Brown too believes that, almost a decade after the events, various aspects of the case are yet to be fully revealed.
“There’s a car, which police appealed for information about, that bugged us as reporters.
“That’s not to say we think it was involved - but we wanted to know more about what it was doing, and what the driver might have been able to add to the enquiry.
“And I’d want to know more about the end of the relationship between David and Suzanne.
“The jury heard a pretty one-sided version of how they broke up, and an account of David’s behaviour towards her - and we’d want to find out how much of that claim was true.”
What they did uncover surprised them, however.
“I’ve been consistently surprised by this case.
“Innocent or guilty, David Gilroy is a fascinating case in human psychology and what people are capable of...” says Brown, “Whether that’s keeping sane and strong as a victim of a miscarriage of justice, or maintaining a consistent web of lies rather than admit guilt and ending a family’s suffering”.
Accepting that their investigations have proved disturbing on numerous levels, Ellis reflects, “The most disturbing this about this case is the torment of Suzanne Pilley’s family.
“Regardless of David’s guilt, they cannot have any form of closure without knowing what happened to Suzanne and where she might be, and that is simply heartbreaking.
“Even if David were proved innocent, it wouldn’t change the Pilley’s need for knowledge about Suzanne’s whereabouts and the tragedy of that is incomprehensible to me.”
Ellis concludes, “We think it’s the only case where there is no forensic evidence, no confession, no witness and where the victim’s body hasn’t been found.”
“It’s a complex case and one that could only be explored properly in a podcast series that dedicates five hours to unpicking it.
“One conclusion we can speak about is that the case goes on - because there are lots of unanswered questions, not least where Suzanne’s remains are situated.
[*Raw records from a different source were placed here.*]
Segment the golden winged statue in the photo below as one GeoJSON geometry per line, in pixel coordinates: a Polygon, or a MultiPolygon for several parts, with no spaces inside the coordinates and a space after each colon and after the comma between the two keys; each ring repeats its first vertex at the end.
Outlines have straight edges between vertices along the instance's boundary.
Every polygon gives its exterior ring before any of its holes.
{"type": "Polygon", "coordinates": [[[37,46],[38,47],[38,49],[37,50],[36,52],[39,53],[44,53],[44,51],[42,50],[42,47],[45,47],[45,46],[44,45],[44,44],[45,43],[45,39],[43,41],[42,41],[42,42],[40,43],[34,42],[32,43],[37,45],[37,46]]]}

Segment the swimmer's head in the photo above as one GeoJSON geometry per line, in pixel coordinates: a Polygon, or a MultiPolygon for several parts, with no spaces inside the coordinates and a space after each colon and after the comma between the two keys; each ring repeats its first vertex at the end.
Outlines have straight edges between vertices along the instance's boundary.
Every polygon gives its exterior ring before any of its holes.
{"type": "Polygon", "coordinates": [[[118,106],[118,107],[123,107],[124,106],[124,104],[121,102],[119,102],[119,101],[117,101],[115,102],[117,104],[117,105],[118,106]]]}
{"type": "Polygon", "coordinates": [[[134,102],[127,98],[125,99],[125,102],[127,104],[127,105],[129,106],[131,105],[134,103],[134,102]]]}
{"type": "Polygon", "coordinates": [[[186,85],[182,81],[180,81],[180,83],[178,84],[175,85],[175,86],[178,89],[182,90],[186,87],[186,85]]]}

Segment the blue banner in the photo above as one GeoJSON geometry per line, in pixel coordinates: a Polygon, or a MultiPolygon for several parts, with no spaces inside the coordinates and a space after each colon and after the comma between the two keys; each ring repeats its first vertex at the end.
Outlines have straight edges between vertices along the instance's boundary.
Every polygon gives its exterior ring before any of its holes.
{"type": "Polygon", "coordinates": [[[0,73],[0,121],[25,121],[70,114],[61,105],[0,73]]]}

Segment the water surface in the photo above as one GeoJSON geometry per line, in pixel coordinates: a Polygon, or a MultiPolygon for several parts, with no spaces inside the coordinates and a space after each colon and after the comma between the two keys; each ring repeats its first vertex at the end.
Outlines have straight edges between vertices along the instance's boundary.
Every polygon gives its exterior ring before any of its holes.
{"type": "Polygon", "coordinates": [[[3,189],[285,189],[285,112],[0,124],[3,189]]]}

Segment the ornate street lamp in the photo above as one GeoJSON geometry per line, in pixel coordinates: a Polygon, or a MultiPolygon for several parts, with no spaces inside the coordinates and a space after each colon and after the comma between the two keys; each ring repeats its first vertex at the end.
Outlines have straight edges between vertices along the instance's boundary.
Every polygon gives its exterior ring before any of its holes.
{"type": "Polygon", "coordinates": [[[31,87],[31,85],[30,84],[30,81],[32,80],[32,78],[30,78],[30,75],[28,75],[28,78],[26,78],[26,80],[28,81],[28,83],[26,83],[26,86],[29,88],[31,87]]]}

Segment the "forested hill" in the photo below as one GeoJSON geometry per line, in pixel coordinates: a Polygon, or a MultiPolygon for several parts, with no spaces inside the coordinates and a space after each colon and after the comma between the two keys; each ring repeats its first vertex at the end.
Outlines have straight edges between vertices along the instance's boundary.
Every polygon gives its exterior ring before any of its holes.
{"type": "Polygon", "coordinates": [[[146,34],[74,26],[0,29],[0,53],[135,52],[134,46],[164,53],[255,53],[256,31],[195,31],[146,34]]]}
“It’s important that Suzanne’s story and the ongoing upset for her family is reflected too.”
A Police Scotland spokesperson talking on Body of Proof states, “David Gilroy was convicted of the murder of Suzanne Pilley following a thorough investigation by Lothian and Borders Police.
“Detective Superintendent Stuart Houston continues to lead the investigation to find Suzanne.
“We will pursue all possible lines of enquiry to locate her and bring her home to her family.”